ENH: stats.pearsonr: add support for `axis` argument #20137

mdhaber · 2024-02-22T17:34:07Z

Reference issue

What does this implement/fix?

This adds native support for an axis argument to pearsonr, greatly improving the speed of vectorized calls (e.g. pairwise comparisons).

Additional information

~~Failing existing tests pending resolution of gh-20136.~~ Worked around it.
~~Needs new tests of axis.~~ Added.

mdhaber · 2024-02-22T17:38:02Z

scipy/stats/_stats_py.py

-        r = dtype(np.sign(x[1] - x[0])*np.sign(y[1] - y[0]))
-        result = PearsonRResult(statistic=r, pvalue=1.0, n=n,
-                                alternative=alternative, x=x, y=y)
+        r = dtype(np.sign(x[..., 1] - x[..., 0])*np.sign(y[..., 1] - y[..., 0]))


axis=axis elsewhere may be misleading, because really we rely on axis=-1. (I suppose we could take_along_axis if desired, but it's simpler to just move the axis, and might be faster to work along last axis if we take the time to copy.)

Also, dtype(...) seems like a weird way to initialize the array. Why not (...).astype(dtype) or np.asarray(..., dtype=dtype)

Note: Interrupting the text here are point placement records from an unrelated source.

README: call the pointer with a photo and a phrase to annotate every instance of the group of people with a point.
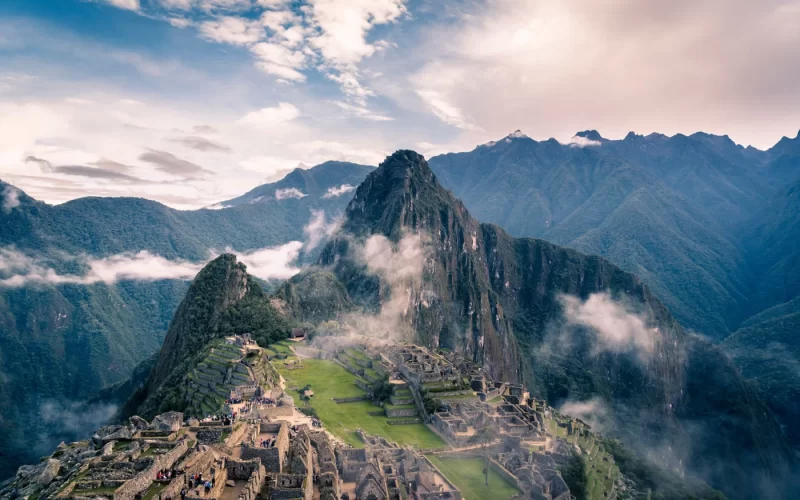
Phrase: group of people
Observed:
(165, 474)
(196, 481)
(227, 419)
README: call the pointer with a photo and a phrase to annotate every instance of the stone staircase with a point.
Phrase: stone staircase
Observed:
(213, 379)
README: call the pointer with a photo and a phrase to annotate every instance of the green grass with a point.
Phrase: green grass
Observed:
(467, 475)
(329, 380)
(153, 490)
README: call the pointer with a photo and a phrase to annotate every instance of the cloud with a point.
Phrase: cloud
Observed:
(113, 173)
(363, 112)
(268, 117)
(232, 30)
(444, 110)
(125, 4)
(202, 144)
(24, 270)
(19, 270)
(283, 194)
(319, 229)
(10, 199)
(276, 263)
(593, 411)
(334, 191)
(399, 266)
(169, 163)
(204, 129)
(617, 328)
(578, 141)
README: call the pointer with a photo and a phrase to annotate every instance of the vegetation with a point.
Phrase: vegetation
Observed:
(467, 475)
(330, 380)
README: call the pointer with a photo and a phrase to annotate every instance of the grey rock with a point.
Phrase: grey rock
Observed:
(170, 421)
(139, 423)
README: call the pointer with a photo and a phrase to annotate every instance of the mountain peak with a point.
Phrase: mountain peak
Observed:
(517, 134)
(592, 135)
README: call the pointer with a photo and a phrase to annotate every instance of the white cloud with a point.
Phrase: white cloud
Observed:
(10, 199)
(279, 60)
(444, 110)
(583, 142)
(319, 229)
(125, 4)
(25, 270)
(363, 112)
(277, 263)
(334, 192)
(180, 22)
(272, 167)
(142, 266)
(232, 30)
(268, 117)
(617, 328)
(344, 25)
(287, 193)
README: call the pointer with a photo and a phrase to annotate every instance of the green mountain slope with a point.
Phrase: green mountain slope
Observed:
(497, 300)
(634, 210)
(223, 299)
(60, 345)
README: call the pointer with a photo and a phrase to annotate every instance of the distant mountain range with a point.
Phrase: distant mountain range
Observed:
(709, 226)
(61, 344)
(499, 301)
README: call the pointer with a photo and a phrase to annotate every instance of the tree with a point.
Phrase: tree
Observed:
(484, 437)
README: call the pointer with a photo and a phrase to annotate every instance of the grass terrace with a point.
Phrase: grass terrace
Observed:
(467, 475)
(329, 380)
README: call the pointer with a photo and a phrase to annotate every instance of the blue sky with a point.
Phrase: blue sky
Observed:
(194, 101)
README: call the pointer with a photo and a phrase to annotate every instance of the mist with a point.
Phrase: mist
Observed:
(617, 327)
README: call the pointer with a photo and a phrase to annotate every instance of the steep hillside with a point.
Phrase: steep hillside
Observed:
(223, 299)
(60, 344)
(499, 301)
(632, 201)
(767, 350)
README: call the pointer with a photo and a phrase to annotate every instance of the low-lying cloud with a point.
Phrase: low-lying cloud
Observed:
(168, 163)
(400, 266)
(593, 411)
(105, 169)
(276, 263)
(579, 141)
(202, 144)
(10, 197)
(283, 194)
(19, 270)
(334, 192)
(319, 229)
(617, 328)
(23, 270)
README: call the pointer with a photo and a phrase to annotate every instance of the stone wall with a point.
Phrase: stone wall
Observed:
(142, 480)
(241, 469)
(402, 412)
(291, 486)
(253, 487)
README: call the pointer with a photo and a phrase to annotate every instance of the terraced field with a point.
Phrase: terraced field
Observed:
(329, 380)
(467, 475)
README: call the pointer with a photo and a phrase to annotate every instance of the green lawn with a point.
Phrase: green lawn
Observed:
(467, 475)
(329, 380)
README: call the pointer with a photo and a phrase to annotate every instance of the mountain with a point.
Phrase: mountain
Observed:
(223, 299)
(624, 200)
(767, 350)
(500, 301)
(61, 343)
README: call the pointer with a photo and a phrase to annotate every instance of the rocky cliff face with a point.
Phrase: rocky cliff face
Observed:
(501, 301)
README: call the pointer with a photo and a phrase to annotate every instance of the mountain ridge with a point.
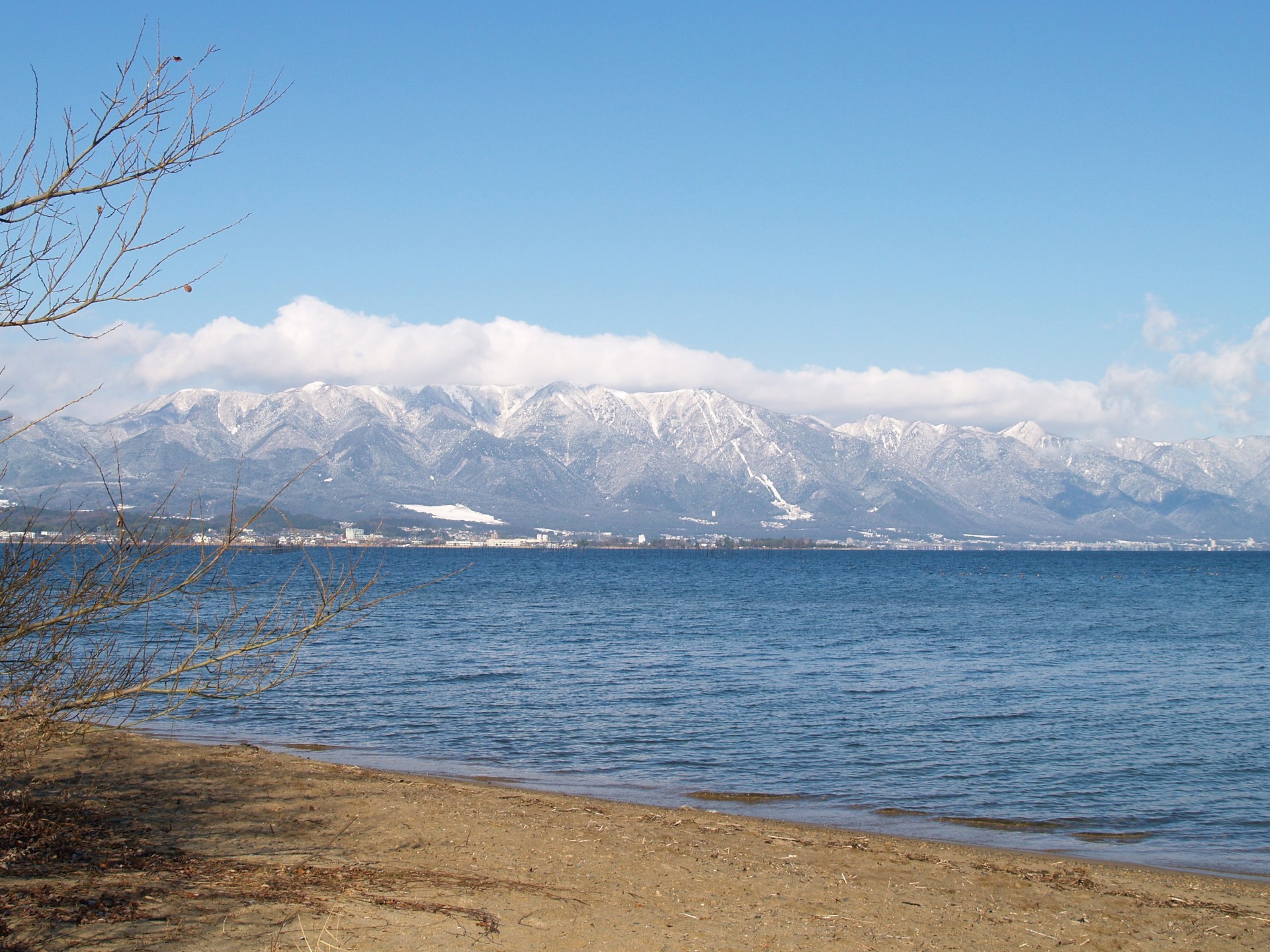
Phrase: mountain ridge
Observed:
(686, 461)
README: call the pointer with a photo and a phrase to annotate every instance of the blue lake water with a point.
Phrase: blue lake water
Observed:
(1105, 705)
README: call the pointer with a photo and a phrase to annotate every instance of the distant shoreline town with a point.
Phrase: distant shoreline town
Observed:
(357, 537)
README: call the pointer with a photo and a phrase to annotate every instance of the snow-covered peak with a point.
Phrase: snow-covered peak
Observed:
(874, 427)
(1029, 433)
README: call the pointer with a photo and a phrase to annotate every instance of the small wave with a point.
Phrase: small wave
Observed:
(740, 797)
(1097, 837)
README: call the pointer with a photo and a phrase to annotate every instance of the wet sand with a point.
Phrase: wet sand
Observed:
(192, 847)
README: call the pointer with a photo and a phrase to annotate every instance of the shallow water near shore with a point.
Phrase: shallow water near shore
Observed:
(1105, 705)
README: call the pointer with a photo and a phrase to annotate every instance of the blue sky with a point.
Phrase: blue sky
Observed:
(919, 188)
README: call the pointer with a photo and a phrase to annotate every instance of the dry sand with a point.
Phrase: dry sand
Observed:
(187, 847)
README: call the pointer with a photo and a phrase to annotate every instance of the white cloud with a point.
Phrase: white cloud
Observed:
(314, 340)
(310, 339)
(1234, 372)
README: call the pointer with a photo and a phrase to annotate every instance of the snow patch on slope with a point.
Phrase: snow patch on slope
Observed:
(452, 513)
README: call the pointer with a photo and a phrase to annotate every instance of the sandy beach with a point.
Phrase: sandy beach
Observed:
(128, 842)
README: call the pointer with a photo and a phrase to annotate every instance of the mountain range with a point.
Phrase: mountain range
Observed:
(689, 462)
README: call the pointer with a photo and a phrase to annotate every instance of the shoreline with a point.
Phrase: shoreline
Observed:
(226, 847)
(1006, 834)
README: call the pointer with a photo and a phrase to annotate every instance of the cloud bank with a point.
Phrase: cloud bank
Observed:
(310, 339)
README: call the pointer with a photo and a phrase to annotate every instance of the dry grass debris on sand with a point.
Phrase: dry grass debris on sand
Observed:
(126, 842)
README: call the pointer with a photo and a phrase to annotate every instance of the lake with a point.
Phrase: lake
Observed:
(1111, 705)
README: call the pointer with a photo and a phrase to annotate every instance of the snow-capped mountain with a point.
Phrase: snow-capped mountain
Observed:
(686, 462)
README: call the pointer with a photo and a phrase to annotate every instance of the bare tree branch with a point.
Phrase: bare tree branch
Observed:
(73, 215)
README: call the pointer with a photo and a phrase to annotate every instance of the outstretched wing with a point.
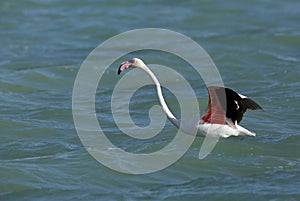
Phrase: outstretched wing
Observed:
(232, 104)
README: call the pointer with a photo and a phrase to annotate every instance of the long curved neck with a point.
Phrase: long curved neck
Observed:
(162, 101)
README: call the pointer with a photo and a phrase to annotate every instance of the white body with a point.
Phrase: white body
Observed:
(215, 130)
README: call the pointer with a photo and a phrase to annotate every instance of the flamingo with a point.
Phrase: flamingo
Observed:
(224, 111)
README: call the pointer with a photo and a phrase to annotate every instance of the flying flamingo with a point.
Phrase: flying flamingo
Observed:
(218, 119)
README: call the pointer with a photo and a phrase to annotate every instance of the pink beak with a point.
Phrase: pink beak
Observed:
(124, 65)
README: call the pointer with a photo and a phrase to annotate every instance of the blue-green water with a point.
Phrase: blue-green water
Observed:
(255, 45)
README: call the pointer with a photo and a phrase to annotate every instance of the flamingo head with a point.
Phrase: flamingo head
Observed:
(135, 62)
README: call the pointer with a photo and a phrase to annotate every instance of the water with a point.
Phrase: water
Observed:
(255, 45)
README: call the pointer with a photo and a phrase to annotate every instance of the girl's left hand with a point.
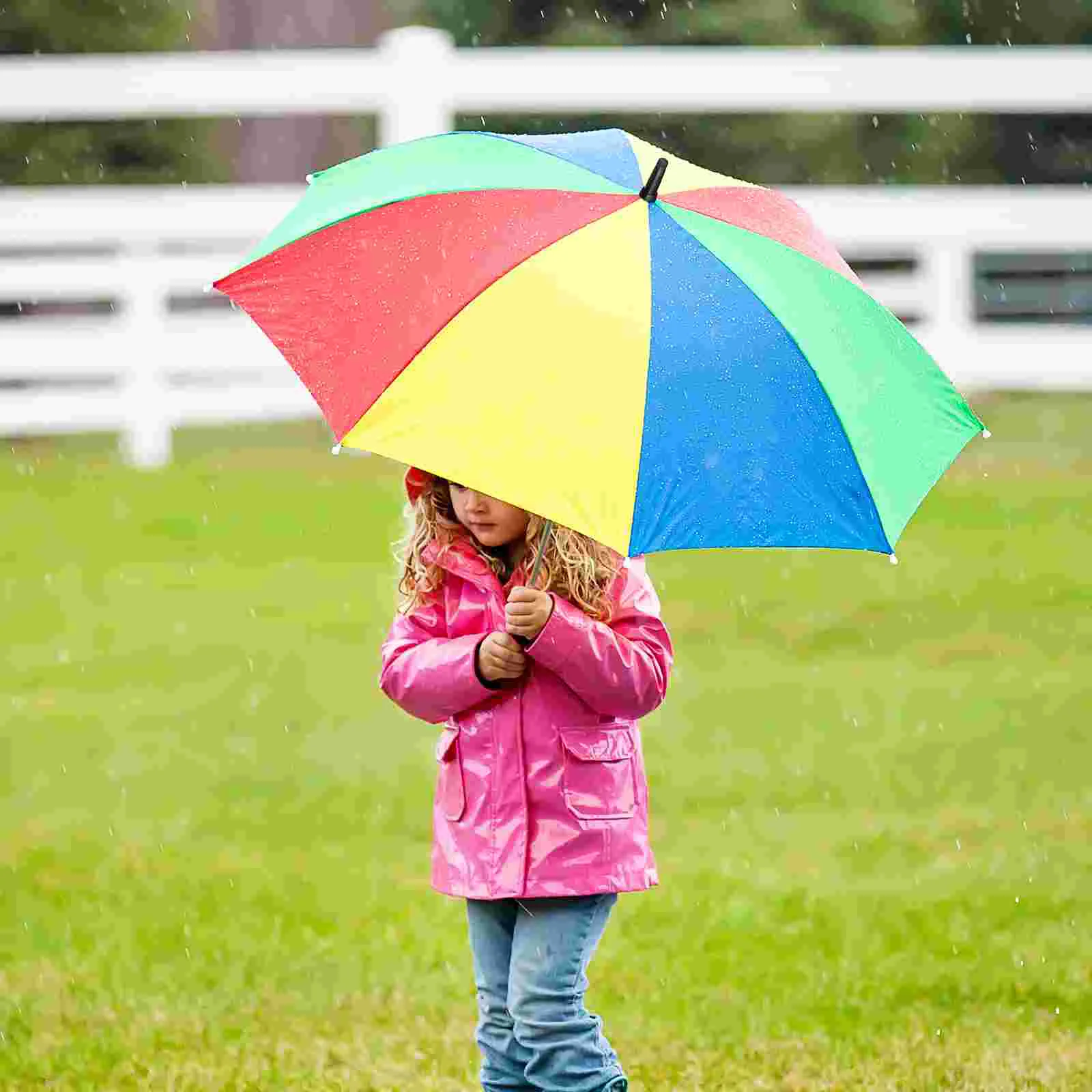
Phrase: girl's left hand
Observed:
(527, 612)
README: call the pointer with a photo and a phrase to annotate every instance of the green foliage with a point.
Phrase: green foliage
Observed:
(169, 151)
(870, 789)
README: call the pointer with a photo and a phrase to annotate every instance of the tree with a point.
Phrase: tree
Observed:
(117, 151)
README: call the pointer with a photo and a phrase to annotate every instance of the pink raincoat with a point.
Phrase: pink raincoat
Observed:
(541, 786)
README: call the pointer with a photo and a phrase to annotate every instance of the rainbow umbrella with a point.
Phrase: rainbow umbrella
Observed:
(592, 329)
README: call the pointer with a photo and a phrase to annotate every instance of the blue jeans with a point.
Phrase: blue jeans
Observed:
(530, 962)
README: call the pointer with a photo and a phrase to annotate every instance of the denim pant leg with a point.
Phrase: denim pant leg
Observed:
(553, 944)
(491, 924)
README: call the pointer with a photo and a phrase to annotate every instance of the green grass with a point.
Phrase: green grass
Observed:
(870, 784)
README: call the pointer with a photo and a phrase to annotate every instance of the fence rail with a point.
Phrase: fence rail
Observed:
(104, 325)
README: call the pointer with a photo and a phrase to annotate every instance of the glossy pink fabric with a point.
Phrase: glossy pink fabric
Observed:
(541, 786)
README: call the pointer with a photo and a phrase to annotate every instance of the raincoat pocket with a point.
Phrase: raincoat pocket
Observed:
(450, 795)
(598, 775)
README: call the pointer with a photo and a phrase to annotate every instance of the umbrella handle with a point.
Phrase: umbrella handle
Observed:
(543, 538)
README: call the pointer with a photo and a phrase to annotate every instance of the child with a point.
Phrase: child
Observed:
(541, 813)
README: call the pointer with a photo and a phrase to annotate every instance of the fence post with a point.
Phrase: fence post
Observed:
(420, 98)
(145, 437)
(949, 326)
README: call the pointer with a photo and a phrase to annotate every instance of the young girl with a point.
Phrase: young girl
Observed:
(541, 814)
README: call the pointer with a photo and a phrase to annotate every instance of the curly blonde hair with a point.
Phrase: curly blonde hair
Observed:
(576, 567)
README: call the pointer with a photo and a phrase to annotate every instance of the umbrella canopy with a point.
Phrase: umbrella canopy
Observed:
(594, 330)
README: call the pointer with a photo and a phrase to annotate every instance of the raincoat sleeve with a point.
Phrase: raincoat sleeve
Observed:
(620, 669)
(431, 675)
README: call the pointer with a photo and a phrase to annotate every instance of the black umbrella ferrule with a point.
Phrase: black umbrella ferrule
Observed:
(652, 186)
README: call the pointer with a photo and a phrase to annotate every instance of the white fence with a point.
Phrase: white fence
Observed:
(161, 353)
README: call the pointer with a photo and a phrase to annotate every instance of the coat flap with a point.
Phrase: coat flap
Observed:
(598, 745)
(446, 744)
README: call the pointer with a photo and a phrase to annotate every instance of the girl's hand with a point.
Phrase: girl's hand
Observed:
(500, 658)
(527, 612)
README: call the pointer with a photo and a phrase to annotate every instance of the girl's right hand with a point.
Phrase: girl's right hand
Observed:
(500, 658)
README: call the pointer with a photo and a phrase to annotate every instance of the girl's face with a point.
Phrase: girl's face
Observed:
(491, 521)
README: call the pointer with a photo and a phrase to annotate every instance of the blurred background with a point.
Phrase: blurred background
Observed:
(870, 784)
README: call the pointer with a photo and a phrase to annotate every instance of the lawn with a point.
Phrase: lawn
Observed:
(871, 789)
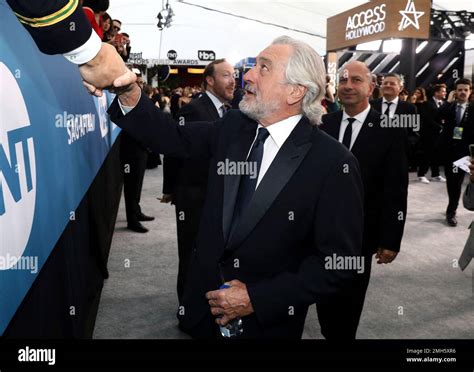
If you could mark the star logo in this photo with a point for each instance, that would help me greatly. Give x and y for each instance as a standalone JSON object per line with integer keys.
{"x": 410, "y": 16}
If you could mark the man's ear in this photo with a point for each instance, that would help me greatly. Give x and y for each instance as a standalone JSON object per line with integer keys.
{"x": 210, "y": 81}
{"x": 296, "y": 94}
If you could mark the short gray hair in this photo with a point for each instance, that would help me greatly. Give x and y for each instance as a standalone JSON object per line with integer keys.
{"x": 399, "y": 77}
{"x": 305, "y": 67}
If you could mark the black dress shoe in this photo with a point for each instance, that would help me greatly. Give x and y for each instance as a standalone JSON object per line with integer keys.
{"x": 137, "y": 227}
{"x": 452, "y": 221}
{"x": 144, "y": 217}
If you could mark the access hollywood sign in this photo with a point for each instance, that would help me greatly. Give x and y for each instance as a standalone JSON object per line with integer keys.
{"x": 379, "y": 20}
{"x": 367, "y": 22}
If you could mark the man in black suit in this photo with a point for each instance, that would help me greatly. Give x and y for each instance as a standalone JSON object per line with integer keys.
{"x": 186, "y": 179}
{"x": 429, "y": 135}
{"x": 392, "y": 106}
{"x": 458, "y": 133}
{"x": 284, "y": 199}
{"x": 381, "y": 153}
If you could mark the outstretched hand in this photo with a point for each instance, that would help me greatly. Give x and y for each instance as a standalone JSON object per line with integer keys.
{"x": 106, "y": 71}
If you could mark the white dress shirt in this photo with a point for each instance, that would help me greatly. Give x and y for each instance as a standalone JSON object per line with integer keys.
{"x": 279, "y": 132}
{"x": 438, "y": 102}
{"x": 393, "y": 107}
{"x": 356, "y": 125}
{"x": 463, "y": 109}
{"x": 86, "y": 51}
{"x": 217, "y": 103}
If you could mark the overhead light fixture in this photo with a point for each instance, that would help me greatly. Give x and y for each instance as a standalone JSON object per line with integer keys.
{"x": 420, "y": 47}
{"x": 165, "y": 17}
{"x": 444, "y": 46}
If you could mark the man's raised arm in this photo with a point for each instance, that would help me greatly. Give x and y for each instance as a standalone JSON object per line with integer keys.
{"x": 136, "y": 114}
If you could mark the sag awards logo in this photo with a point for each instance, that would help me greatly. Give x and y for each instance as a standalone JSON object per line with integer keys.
{"x": 17, "y": 172}
{"x": 410, "y": 16}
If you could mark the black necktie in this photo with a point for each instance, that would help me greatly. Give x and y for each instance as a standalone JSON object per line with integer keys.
{"x": 346, "y": 140}
{"x": 458, "y": 114}
{"x": 248, "y": 182}
{"x": 387, "y": 111}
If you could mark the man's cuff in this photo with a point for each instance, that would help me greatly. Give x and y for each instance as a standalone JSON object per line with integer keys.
{"x": 127, "y": 109}
{"x": 85, "y": 52}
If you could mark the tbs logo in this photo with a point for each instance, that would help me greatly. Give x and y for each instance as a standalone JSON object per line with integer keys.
{"x": 206, "y": 55}
{"x": 172, "y": 55}
{"x": 17, "y": 170}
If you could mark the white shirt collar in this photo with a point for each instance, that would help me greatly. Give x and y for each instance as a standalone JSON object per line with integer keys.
{"x": 216, "y": 101}
{"x": 361, "y": 116}
{"x": 395, "y": 101}
{"x": 281, "y": 130}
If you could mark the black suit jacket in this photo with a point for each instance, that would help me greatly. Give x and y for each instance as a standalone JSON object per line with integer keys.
{"x": 305, "y": 209}
{"x": 451, "y": 149}
{"x": 402, "y": 107}
{"x": 430, "y": 126}
{"x": 382, "y": 158}
{"x": 190, "y": 172}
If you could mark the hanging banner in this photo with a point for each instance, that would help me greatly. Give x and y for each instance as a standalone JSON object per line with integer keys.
{"x": 54, "y": 138}
{"x": 378, "y": 20}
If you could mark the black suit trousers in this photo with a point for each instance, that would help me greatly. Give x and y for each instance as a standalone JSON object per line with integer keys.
{"x": 454, "y": 180}
{"x": 428, "y": 157}
{"x": 339, "y": 317}
{"x": 134, "y": 159}
{"x": 189, "y": 203}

[skip actions] [skip cirrus]

tylerjereddy · 2024-03-01T04:52:03Z

scipy/stats/_stats_py.py

-        def statistic(y):
-            statistic, _ = pearsonr(x, y, alternative=alternative)
+        def statistic(y, axis):
+            statistic, _ = pearsonr(x, y, axis=axis, alternative=alternative)


Looks like this and a few similar code blocks don't get hit by the regular test suite. Not sure how important that is, but ran a local check just now.

I think they're hit by test_resampling_pvalue, which is xslowed. Probably fast enough to run every time now that this is natively vectorized. Would you prefer that the xslow be removed?

mdhaber · 2024-03-17T01:58:21Z

@tirthasheshpatel Any chance we can get this into 1.13.0?

Sorry for the late milestone addition, but the feature has been requested many times on S.O. (in addition to the linked issue).

tylerjereddy · 2024-03-17T22:11:32Z

Branching is imminent, so I'll bump the milestone, apologies.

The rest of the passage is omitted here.